Japan Post Bank, one of the leading infrastructure institutional investors in the country, is eyeing agriculture, Yasuhiro Ono, director of private equity and infrastructure, told attendees at sister publication Infrastructure Investor‘s recent Tokyo Summit.
The move is part of a diversification strategy away from core infrastructure.
“We try to make investments that go beyond the conventional infrastructure investment, and we are ready to invest in new areas like agriculture. If there’s a stable demand, and a long-term contract with the offtaker, we see this is as a new area of investment,” Ono explained.
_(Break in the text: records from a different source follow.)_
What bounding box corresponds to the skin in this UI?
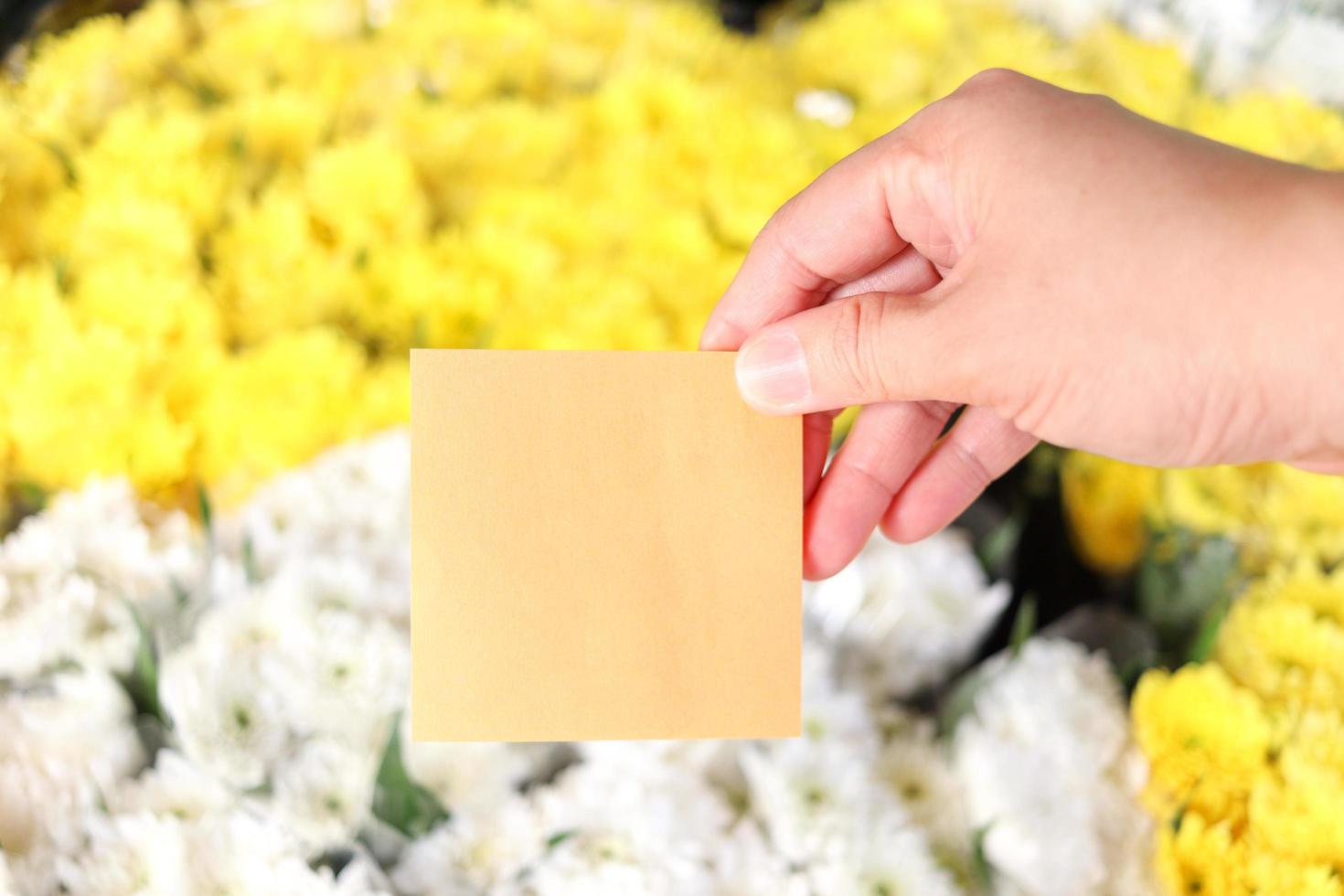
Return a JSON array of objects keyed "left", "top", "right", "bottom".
[{"left": 700, "top": 69, "right": 1344, "bottom": 579}]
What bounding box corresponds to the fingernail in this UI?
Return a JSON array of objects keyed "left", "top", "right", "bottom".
[{"left": 737, "top": 330, "right": 812, "bottom": 411}]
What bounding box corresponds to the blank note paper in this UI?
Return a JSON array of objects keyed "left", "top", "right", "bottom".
[{"left": 411, "top": 349, "right": 803, "bottom": 741}]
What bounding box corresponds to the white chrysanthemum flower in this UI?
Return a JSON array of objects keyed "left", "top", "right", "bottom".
[
  {"left": 1122, "top": 0, "right": 1285, "bottom": 91},
  {"left": 288, "top": 610, "right": 410, "bottom": 752},
  {"left": 1256, "top": 11, "right": 1344, "bottom": 105},
  {"left": 106, "top": 748, "right": 235, "bottom": 821},
  {"left": 220, "top": 430, "right": 410, "bottom": 624},
  {"left": 266, "top": 738, "right": 378, "bottom": 852},
  {"left": 741, "top": 741, "right": 881, "bottom": 862},
  {"left": 0, "top": 670, "right": 144, "bottom": 892},
  {"left": 1018, "top": 0, "right": 1122, "bottom": 37},
  {"left": 714, "top": 819, "right": 812, "bottom": 896},
  {"left": 793, "top": 89, "right": 853, "bottom": 128},
  {"left": 807, "top": 813, "right": 964, "bottom": 896},
  {"left": 177, "top": 810, "right": 377, "bottom": 896},
  {"left": 158, "top": 650, "right": 292, "bottom": 788},
  {"left": 392, "top": 795, "right": 547, "bottom": 896},
  {"left": 955, "top": 639, "right": 1155, "bottom": 896},
  {"left": 57, "top": 813, "right": 190, "bottom": 896},
  {"left": 872, "top": 707, "right": 972, "bottom": 865},
  {"left": 805, "top": 530, "right": 1009, "bottom": 698},
  {"left": 520, "top": 763, "right": 730, "bottom": 895},
  {"left": 402, "top": 713, "right": 532, "bottom": 816},
  {"left": 0, "top": 849, "right": 19, "bottom": 896},
  {"left": 0, "top": 480, "right": 202, "bottom": 677},
  {"left": 781, "top": 638, "right": 878, "bottom": 756}
]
He added: “We focus on diversifying our regional, vintage and sector exposure. We also believe that we should diversify our approach to investment, and we are making efforts to participate in co-investment opportunities.”
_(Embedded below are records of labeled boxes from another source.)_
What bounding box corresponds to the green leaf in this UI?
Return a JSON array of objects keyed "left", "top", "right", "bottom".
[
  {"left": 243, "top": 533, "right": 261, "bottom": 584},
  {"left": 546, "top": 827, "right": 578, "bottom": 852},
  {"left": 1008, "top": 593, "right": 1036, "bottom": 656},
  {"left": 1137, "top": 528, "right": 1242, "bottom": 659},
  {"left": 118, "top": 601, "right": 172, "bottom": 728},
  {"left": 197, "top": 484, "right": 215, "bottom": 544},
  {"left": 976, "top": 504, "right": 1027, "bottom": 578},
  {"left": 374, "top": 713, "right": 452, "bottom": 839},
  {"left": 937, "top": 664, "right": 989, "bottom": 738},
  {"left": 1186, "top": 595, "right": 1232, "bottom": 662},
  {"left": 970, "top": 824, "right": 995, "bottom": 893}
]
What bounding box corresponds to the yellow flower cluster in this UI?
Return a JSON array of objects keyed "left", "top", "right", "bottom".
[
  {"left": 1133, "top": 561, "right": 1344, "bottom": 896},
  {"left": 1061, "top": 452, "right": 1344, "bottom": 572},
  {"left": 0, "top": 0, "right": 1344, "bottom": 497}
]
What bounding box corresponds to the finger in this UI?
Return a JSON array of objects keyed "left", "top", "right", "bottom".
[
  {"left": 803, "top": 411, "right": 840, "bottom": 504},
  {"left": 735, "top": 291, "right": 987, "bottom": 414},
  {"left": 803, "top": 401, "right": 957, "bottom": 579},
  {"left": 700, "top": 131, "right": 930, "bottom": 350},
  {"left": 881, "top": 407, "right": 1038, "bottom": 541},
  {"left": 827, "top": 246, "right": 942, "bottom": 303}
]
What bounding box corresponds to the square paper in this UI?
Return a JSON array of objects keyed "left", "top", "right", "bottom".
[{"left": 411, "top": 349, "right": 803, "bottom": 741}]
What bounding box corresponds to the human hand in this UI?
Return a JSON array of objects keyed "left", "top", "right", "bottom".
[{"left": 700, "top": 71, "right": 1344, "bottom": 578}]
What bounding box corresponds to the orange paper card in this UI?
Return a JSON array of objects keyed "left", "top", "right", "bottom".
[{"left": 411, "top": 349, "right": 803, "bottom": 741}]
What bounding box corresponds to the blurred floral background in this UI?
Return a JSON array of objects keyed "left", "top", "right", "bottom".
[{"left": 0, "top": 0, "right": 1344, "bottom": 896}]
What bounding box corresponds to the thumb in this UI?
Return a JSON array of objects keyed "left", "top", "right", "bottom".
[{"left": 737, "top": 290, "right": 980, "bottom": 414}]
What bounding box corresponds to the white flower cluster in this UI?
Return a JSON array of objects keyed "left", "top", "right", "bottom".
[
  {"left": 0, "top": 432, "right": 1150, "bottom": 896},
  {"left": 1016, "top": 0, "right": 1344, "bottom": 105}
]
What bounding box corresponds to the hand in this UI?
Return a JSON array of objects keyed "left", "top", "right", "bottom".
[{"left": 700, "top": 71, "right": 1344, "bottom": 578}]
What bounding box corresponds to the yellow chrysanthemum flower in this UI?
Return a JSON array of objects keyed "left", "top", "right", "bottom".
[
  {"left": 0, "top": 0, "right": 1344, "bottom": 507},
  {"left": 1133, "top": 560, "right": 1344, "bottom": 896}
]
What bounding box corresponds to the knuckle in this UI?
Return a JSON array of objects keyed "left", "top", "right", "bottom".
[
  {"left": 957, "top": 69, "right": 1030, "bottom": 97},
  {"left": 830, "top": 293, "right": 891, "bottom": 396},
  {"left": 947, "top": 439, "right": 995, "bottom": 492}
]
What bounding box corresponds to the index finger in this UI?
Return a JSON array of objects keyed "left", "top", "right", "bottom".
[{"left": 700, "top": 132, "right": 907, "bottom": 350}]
Investors at the Summit also stressed that they like to visit assets to better understand their investments.
“Sometimes we don’t know which kind of exposure we are getting,” Hisamitsu Iida, private assets portfolio manager at Sompo Japan Nipponkoa Insurance, commented. “It’s important for us to visit the assets and understand the risks associated [with them], and that the risk level is not too high,” he added.
Similarly, the head of infrastructure and income investments at Japan’s Pension Fund Association, Satoru Tanabe, explained that he also considers on-site visits fundamental due to the “limited information” offered by fund managers.
“It is an issue of better accountability, and it helps us to convince the senior management to get approval for the investment,” he said.